2012   Holland Cotter
Cotter, a 2009 winner of the Pulitzer Prize for Criticism, is one of the most prominent art critics in the United States. He has been a staff art critic for The New York Times since 1998. Cotter's work has consistently called attention to religion and its roles in artistic production across time, space, and multiple religious traditions.
 
2011   Gary Snyder
Snyder is a Pulitzer Prize winning poet, essayist, and environmental activist. He has published eighteen books, which have been translated into more than twenty languages. Snyder’s work and thinking has been featured in video specials on BBC and PBS, and in every major national print organ. A key member of the mid-twentieth century San Francisco Renaissance literary movement, Snyder is currently professor emeritus at the University of California, Davis, and lives in Northern California. He has spent ongoing time in Japan, undertaking extensive training in the Rinzai school of Zen Buddhism.
 
2010   Ena Heller
Heller, the Executive Director of the Museum of Biblical Art (MOBIA), New York City, has focused on building places of learning within museums. While working on a Ph.D. in art history from the Institute of Fine Arts, New York University, she learned the workings of various museum departments through jobs at the Metropolitan Museum of Art and the Museum of Modern Art.

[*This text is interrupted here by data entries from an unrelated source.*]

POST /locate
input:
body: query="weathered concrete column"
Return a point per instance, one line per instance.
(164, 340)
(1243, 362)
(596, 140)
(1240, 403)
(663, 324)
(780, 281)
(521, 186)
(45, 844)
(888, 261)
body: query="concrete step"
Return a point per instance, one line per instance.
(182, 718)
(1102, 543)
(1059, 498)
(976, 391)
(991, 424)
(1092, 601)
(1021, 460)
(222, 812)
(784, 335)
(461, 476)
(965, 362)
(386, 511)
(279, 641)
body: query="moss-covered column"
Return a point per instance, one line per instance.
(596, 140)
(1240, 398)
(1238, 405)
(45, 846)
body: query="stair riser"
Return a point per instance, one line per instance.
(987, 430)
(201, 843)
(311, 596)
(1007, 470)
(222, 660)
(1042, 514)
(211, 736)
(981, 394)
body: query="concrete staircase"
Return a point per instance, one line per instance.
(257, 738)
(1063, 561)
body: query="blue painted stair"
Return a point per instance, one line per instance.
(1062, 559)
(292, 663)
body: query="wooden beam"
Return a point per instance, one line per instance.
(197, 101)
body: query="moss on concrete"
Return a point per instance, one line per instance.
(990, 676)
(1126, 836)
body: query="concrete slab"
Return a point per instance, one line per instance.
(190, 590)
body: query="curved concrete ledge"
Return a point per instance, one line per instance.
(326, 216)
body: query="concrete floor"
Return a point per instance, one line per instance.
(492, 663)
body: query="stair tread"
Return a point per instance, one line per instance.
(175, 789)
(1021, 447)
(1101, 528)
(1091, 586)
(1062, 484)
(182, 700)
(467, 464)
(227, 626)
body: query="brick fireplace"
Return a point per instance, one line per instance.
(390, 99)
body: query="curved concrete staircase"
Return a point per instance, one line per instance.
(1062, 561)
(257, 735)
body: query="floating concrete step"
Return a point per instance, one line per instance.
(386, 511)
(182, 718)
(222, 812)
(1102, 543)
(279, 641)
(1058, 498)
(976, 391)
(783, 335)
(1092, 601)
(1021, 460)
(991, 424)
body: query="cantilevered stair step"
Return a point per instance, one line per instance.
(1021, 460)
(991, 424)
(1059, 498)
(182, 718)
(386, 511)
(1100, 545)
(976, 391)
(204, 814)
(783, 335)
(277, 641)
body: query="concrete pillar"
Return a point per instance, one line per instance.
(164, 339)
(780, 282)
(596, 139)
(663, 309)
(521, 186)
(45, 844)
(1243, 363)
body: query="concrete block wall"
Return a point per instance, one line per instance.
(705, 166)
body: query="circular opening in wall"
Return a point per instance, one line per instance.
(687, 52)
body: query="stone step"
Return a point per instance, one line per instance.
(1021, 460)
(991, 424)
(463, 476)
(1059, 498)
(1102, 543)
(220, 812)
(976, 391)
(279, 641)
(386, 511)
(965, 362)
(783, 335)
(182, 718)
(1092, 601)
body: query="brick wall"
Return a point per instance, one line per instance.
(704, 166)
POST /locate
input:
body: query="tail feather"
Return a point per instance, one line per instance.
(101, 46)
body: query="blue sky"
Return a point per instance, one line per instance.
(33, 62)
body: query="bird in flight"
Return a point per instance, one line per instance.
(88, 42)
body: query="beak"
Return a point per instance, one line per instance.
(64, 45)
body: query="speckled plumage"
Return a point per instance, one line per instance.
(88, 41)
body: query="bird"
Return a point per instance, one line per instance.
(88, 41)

After graduation, she focused her attention on establishing new places of learning through art, first at the Gallery at the American Bible Society and later as founding director of MOBIA. MOBIA was conceived as a learning museum, whose unique mission is illustrated by noteworthy exhibitions and publications.
 
2009   Zarqa Nawaz
Nawaz is the driving force behind Fundamentalist Films and the creator of Little Mosque on the Prairie, which debuted to large audiences and tremendous acclaim in 2007. Nawaz, born in Liverpool and raised in Toronto, had a Bachelor of Science degree from the University of Toronto in her hands when she realized that staying out of medical school would be her greatest contribution to Canada’s health care system. Unfazed, she coolly switched career plans and received a Bachelor of Applied Arts in Journalism from Ryerson in 1992. Nawaz worked as a freelance writer/broadcaster with CBC radio, and in various capacities with CBC Newworld, CTV’s Canada AM, and CBC’s The National. Bored with journalism, Nawaz took a summer film workshop at the Ontario College for Art and made BBQ Muslims, a short film that premiered at the Toronto Film Festival in 1996. Other short film credits include Fred’s Burqa and Random Check. In 2005, Nawaz’s documentary entitled Me and the Mosque, a coproduction with the National Film Board and the CBC, was broadcast on CBC’s Rough Cuts.
 
2008      Betye and Alison Saar
In multiple media, prints, collage, assemblage, sculpture, and installation, Betye Saar (b. 1926) and Alison Saar (b. 1956) push the boundaries and categories of art and religion. With works in the collections of the finest arts institutions and museums, the two have been hailed as "conjure women of the arts." Each one practices a synthetic art, creating material shape for persistent spiritual and cultural questions of identity, ethnicity, race, religion, and gender. Betye Saar's Liberation of Aunt Jemima (1972) has acquired virtual iconic status. The shrines and altars she creates explore mysticism and vodou as well as racial and sexual politics. Alison Saar's installations, objects, and sculptures pursue relations among spiritualities in African cultural diaspora. Each one of these women might be justifiably hailed as an insider artist for persuasively, creatively bringing personal encounters with visionary, vernacular, and "outsider" arts of many cultures to public attention.
 
2007      Bill Viola
A pioneering video artist whose internationally exhibited work explores universal human experiences—birth, death, the unfolding of consciousness—and has its roots in religious traditions including Zen Buddhism, Islamic Sufism, and Christian mysticism.